Other specific comments:

- In lines 44+ pof the second page, you mention that a limitation of full charactristic sets is “that he computational complexity to get the characteristic sets for an RDF dataset with n triples is in O(n · log(n) + n) “. Do you actually have the lower bound for this? Because if not, I would not put that the complexity is a limitation, but rather that we simply do not know how to compute them fast enough - and that is a perfectly fine limitation. Related to that question: has anyone studied the problem of maintaining characteristic sets? At a first glance I would say they are quite simple to maintain under insertions/deletions, so that would be another approach apart from sampling.

- Section 5.1.3: In the conclusions after Q1. Again, why is this not obvious? And regarding Q4: larger sample sizes involve slower computation times.
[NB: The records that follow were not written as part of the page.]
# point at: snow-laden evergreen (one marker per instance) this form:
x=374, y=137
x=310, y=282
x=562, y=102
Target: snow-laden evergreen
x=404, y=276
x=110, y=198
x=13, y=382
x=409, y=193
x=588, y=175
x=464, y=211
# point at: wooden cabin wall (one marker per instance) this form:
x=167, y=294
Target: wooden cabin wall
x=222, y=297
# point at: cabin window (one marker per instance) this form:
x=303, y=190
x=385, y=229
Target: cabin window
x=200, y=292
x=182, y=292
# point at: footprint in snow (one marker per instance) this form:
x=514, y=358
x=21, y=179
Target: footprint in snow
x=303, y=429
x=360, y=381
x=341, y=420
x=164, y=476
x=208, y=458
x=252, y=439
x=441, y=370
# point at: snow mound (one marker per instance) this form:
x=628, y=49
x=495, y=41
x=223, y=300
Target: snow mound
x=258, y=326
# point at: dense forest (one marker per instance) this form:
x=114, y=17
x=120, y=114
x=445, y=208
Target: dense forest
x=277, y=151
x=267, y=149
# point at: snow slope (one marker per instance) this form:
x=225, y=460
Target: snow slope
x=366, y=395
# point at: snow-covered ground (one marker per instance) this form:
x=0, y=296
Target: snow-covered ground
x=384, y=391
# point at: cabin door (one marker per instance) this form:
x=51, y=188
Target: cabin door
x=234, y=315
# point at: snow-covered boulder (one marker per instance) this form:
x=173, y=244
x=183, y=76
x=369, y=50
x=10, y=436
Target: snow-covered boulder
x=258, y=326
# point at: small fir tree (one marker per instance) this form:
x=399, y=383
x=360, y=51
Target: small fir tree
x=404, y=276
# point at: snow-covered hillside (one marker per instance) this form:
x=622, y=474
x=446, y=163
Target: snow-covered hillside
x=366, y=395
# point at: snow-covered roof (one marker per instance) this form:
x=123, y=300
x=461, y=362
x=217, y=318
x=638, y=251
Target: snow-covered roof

Perhaps you could try to reason about this tradeoff, given the times taken to compute the statistics in your experiments.

- Table 4: baseline 1000%?

- Table 4 (and experiments in general) After reading this I think I really need to see what happens with 7.5%. Or more generally: at some point the lager execution times should kick in and you should start seeing longer query times. Would you be able to comment on the sample size when this starts to happen?

- page 25, line 3: you are missing a word somewhere I think.